Although the new executive order does not require federal agencies to include project labor agreement provisions in all bid proposals for covered federal construction projects, it will likely result in the proliferation of project labor agreements on such projects. Although the majority of construction firms in the United States are nonunion, they will have no choice but to participate in a project labor agreement with one or more unions if they wish to work on a federal construction project for which the contracting agency has mandated such an agreement. Participation in the project labor agreement means that one or more unions will be representing the construction firm’s employees on the project, and the terms and conditions of employment for those employees will be dictated by the agreement. Thus, the construction firm will generally lose the right to make unilateral changes to the terms and conditions of employment of the employees working on the project, and discharge decisions relating to those employees will ordinarily be subject to challenge under a grievance and arbitration procedure. Construction firms may also face restrictions on the hiring of employees for the project, as project labor agreements may require the use of union hiring halls or require union-certified craft credentials for certain positions. Although project labor agreements provide some predictability about labor costs, those costs are likely to be significantly higher than they would be in the absence of a collective bargaining agreement.

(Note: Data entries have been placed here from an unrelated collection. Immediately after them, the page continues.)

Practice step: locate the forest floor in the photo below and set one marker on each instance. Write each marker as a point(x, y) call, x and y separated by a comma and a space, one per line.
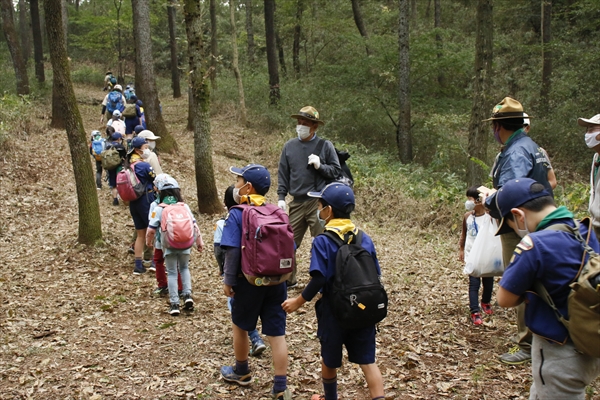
point(76, 324)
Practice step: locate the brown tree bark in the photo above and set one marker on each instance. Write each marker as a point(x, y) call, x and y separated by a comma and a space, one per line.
point(38, 50)
point(274, 94)
point(206, 187)
point(236, 69)
point(360, 24)
point(14, 47)
point(249, 32)
point(403, 134)
point(172, 14)
point(546, 54)
point(145, 78)
point(479, 131)
point(90, 228)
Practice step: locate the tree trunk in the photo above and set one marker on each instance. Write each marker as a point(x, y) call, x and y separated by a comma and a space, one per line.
point(10, 33)
point(403, 135)
point(479, 131)
point(274, 94)
point(172, 14)
point(213, 44)
point(145, 78)
point(360, 24)
point(249, 32)
point(38, 50)
point(546, 54)
point(90, 228)
point(206, 187)
point(236, 69)
point(297, 34)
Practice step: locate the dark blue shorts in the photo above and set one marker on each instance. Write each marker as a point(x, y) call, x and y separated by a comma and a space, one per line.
point(251, 302)
point(360, 343)
point(139, 210)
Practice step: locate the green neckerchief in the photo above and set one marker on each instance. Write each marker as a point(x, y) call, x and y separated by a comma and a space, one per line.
point(513, 135)
point(560, 213)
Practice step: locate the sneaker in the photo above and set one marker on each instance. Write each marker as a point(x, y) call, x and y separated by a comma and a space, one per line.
point(487, 308)
point(476, 319)
point(161, 291)
point(258, 346)
point(285, 395)
point(188, 302)
point(139, 270)
point(229, 375)
point(515, 356)
point(174, 310)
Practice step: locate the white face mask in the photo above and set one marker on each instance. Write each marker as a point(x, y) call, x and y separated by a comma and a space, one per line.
point(303, 131)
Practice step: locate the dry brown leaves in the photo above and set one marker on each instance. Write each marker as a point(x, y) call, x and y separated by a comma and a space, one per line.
point(75, 323)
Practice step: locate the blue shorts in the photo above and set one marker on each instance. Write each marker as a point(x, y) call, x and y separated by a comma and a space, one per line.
point(139, 210)
point(251, 302)
point(360, 343)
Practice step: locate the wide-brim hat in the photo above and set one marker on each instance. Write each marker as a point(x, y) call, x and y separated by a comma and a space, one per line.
point(310, 113)
point(508, 108)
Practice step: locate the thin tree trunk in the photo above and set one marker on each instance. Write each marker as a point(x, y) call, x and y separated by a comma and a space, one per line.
point(145, 78)
point(213, 44)
point(360, 24)
point(403, 134)
point(205, 181)
point(274, 94)
point(90, 228)
point(236, 69)
point(172, 14)
point(478, 130)
point(10, 33)
point(297, 34)
point(38, 50)
point(546, 54)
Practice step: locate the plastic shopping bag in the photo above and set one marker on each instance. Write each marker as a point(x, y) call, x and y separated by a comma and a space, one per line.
point(485, 258)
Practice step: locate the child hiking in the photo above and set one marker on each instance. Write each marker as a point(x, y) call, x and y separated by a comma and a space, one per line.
point(336, 202)
point(472, 219)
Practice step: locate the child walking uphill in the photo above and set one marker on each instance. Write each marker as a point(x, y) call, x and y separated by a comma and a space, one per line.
point(178, 230)
point(249, 302)
point(336, 202)
point(471, 221)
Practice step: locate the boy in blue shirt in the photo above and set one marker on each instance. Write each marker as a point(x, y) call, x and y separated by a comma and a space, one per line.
point(528, 209)
point(336, 202)
point(250, 302)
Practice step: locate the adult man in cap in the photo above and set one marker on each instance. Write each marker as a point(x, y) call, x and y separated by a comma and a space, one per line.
point(592, 140)
point(307, 164)
point(520, 157)
point(527, 208)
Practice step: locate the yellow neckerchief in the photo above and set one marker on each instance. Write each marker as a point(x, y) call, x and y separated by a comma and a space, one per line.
point(253, 199)
point(341, 226)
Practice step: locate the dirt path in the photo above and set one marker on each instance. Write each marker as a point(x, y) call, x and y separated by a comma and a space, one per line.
point(75, 323)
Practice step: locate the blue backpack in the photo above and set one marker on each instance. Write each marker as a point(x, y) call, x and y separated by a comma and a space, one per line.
point(114, 102)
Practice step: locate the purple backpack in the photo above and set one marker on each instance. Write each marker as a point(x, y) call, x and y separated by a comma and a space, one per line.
point(267, 245)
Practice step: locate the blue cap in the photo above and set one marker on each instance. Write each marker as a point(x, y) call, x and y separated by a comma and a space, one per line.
point(337, 195)
point(513, 194)
point(256, 174)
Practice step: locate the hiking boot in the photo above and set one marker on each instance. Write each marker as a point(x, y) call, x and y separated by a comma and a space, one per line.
point(515, 356)
point(229, 375)
point(285, 395)
point(487, 308)
point(476, 319)
point(258, 346)
point(174, 310)
point(188, 302)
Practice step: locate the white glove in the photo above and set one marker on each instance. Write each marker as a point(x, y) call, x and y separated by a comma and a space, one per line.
point(281, 204)
point(314, 160)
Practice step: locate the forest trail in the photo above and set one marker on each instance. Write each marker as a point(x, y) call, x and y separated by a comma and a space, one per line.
point(75, 322)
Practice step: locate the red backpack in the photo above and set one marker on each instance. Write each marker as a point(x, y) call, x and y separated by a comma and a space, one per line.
point(267, 245)
point(177, 231)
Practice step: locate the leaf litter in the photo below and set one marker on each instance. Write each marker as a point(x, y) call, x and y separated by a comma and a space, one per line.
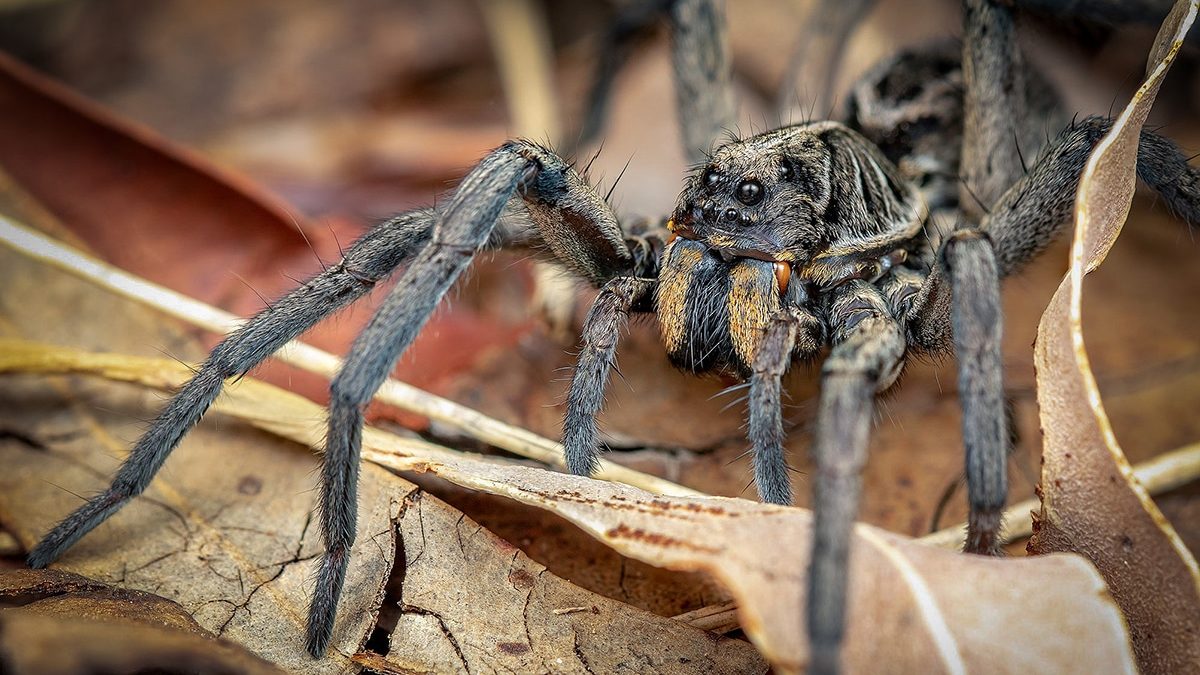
point(629, 538)
point(1091, 501)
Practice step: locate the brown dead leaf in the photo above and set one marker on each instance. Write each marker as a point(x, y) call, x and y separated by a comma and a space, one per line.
point(911, 605)
point(225, 530)
point(1092, 503)
point(516, 616)
point(53, 621)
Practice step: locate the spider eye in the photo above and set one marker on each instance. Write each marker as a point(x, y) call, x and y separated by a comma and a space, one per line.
point(750, 192)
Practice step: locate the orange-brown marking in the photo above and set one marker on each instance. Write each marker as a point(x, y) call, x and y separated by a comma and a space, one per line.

In addition to their direct impact on working conditions for the project to which they apply, project labor agreements give unions enhanced opportunities to sell their message to employees, thus giving unions a foothold in a construction firm’s organization that may lead to union-organizing activities at other projects on which the firm is engaged. Employers should therefore carefully consider the broader ramifications of a project labor agreement before committing to it. As the market for construction services tightens in the present economy, many construction firms will be faced with the difficult choice between bidding on a federal construction project that comes with a project labor agreement or foregoing that opportunity at a time when other options may be limited.